One of the days that The Good Man and I were in New York, I requested the chance to spend a few hours in the New York Public Library as I was still rap-tap-tapping away at my NaNoWriMo.

The Good Man indulged me and I had some time to sit in the Great Room and write, which was both fun and inspiring and is something I will never forget. The Good Man went exploring as I worked because there is much to see in that amazing library.

That was when The Good Man stumbled across something interesting. It turns out that in the basement of the NYPL, there is a children’s books section, and in that area there is a display case containing several stuffed animals, but not just any stuffed animals.

In the case are the original stuffed friends that were the inspiration for Winnie-the-Pooh. These toys belonged to Christopher Robin Milne, the author’s son.

The toys were brought to the United States in 1947 and remained with the publisher of A.A. Milne’s books, which then donated the stuffed animals to the New York Public Library in 1987.

In this photo, from left to right, is Lottie the Otter who shows up in a more modern Winnie the Pooh book sanctioned by the Milne estate. Then we have Tigger, Kanga in the back, the small Piglet, then Eeyore and finally on the far right, the man himself Winnie-the-Pooh.



This photo is Copyright 2012, Karen Fayeth


Turns out the stuffed bear was bought at Harrods in London as a present for Christopher Robin’s first birthday.

It also seems that this stuffed bear is named Edward. Who knew that ol’ Winnie-the-Pooh was really a very posh Brit bear? I did not.

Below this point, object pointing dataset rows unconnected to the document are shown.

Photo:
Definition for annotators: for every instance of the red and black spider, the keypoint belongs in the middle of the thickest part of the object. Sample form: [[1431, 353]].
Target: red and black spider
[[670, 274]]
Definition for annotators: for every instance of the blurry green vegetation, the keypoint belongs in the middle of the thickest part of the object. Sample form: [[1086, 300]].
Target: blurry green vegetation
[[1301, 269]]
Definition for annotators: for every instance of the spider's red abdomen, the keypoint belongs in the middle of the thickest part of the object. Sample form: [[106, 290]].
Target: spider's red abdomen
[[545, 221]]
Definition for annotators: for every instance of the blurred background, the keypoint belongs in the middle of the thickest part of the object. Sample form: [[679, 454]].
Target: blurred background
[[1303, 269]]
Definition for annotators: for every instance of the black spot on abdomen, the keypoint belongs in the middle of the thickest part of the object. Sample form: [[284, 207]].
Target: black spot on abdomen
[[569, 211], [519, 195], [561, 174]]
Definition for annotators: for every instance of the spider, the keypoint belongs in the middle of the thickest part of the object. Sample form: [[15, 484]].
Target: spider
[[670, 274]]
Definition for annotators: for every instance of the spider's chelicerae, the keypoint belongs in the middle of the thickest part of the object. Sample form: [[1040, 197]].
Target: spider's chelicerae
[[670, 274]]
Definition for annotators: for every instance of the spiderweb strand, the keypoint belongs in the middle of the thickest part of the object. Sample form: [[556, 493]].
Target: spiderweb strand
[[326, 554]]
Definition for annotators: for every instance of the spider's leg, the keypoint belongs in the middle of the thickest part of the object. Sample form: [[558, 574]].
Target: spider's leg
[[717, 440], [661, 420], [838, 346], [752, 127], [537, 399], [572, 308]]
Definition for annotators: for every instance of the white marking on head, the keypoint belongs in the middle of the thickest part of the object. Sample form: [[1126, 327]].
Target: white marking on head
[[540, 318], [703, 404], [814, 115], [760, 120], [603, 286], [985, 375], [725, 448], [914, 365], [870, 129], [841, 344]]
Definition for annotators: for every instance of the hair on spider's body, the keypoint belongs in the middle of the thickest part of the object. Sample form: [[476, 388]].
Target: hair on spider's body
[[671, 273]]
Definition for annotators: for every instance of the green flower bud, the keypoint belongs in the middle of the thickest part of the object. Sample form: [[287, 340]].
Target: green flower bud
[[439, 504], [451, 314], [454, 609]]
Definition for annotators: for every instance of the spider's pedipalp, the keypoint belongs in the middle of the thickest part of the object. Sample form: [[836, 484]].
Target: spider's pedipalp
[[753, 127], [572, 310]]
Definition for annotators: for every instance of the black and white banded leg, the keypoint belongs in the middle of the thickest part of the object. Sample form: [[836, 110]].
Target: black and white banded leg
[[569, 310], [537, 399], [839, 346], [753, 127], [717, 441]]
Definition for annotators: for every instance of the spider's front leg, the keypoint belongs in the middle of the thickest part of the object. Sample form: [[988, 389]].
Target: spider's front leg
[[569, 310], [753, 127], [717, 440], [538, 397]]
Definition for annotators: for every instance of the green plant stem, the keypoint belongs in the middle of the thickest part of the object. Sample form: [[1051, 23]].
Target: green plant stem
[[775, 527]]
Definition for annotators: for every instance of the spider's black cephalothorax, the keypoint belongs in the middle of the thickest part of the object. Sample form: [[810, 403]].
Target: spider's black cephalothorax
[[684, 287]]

This photo is Copyright 2012, Karen Fayeth


This Winnie-the-Pooh looks much different from the Disney-i-fied version that we all are used to. This Mr. Pooh has very kind eyes and a pettable nose.

But still no pants.



This photo is Copyright 2012, Karen Fayeth


I was pretty excited after seeing the original Pooh gang. It was like meeting a group of celebrities.

As a writer it was pretty cool to see how inspiration can turn into a rich and beloved story.

Combined with a marathon writing session and then seeing Charles Dickens’ pen and inkwell, it was quite a happy literary day for this little ol’ writer.